Causes of the Peloponnesian War
Ancient historian Thucydides chalked out the reasons for this war. The alarming rate at which Athens was growing created a stir in Lacedaemon. It made war inevitable. However, the causes of this war have always been a bone of contention among historians. Some of the other causes are said to be as follows:
- Spartans were not happy that they no longer had the military glory of yore.
- Athens was putting pressure on its allies and neutral cities.
- Sparta was jealous of the increasing expanse and power of Athens.
- Finally, there were conflicting and competing political ideologies.
These are some of the basic reasons for the outbreak of this war. Actually, the name of the war comes from the fact that the alliance Sparta had with individual kingdoms till Peloponnese. The Spartan alliance itself was called the Peloponnesian League. Nevertheless, apart from the reasons above, there were quite a few interesting intertwining incidents which led to the war. Now let's take a look at how the war progressed.
Several historians divide the war in 3 stages.
First Stage - 431 to 421 BCE
The first stage, which dated from 431 to 421 BCE, is also termed as the Archidamian war. Minor breakthroughs were made by Athens on the Peloponnese by the naval way, and they caused the destruction of areas in Attica. Similarly, the expedition of Boeotia proved to be a disaster. Soon enough, Athens feared her allies would no longer support her.
Consequently, a treaty was signed, called Peace of Nicias, which saved some honor for the Athenians. They were also able to create normalcy prior to their forays, except for a few problem areas. Thus, in 431 BCE the war commenced. In 430 BCE, there was a plague in Athens. 429 BCE witnessed the death of Pericles, and in 427 BCE, Athenians made an expedition to Sicily. This was a very tumultuous time for both Athens as well as Sparta.
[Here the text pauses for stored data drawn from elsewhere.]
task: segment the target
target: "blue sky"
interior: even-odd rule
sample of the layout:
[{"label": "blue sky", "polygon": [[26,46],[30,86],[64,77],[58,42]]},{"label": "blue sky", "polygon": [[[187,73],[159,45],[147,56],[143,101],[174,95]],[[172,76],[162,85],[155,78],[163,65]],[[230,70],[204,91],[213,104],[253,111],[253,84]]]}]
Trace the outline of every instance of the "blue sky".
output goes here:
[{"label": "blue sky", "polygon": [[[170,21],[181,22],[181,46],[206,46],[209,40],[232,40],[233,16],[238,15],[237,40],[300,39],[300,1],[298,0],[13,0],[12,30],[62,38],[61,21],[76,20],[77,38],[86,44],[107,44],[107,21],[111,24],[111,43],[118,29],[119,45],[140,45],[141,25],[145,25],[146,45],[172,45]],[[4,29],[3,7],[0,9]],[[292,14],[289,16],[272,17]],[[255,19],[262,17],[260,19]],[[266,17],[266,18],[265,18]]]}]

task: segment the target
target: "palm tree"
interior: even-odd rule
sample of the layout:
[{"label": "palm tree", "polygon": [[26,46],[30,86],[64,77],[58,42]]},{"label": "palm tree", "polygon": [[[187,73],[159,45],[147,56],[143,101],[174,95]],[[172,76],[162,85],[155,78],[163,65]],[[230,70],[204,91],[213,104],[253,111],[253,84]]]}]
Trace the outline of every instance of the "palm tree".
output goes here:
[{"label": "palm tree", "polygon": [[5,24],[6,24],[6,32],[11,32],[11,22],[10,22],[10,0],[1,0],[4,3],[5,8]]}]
Second Stage - 421 to 413 BCE
Athenians once again carried out an expedition to Sicily in Syracuse. Other political happenings in this stage were that Corinth formed a coalition with Athens. Alcibiades was exiled as he created problems, and betrayed Athens to join Sparta. Both camps vied for support from Argos, which ultimately became an ally to Athens.
Third Stage - 413 to 404
Attica was attacked by Sparta as advised by Alcibiades. On the other hand, Athens dug a hole for itself by sending ships and men to Sicily. The naval battle, which was going Athens' way initially, took a turn in favor of the Corinthians and the Syracusans. Sparta then procured gold from Cyrus to build a fleet, and eventually destroyed the Athenian fleet, led by Lysander. This was in the battle of Aegosotami. Finally, 404 BC saw the downfall of the Athenian Empire, and the war ended.
Historians have long debated this war and its repercussions. Still, I have made an attempt to present an unambiguous summary. All said and done, one thing is sure, as Bertrand Russel said, war does not determine who is right―only who is left.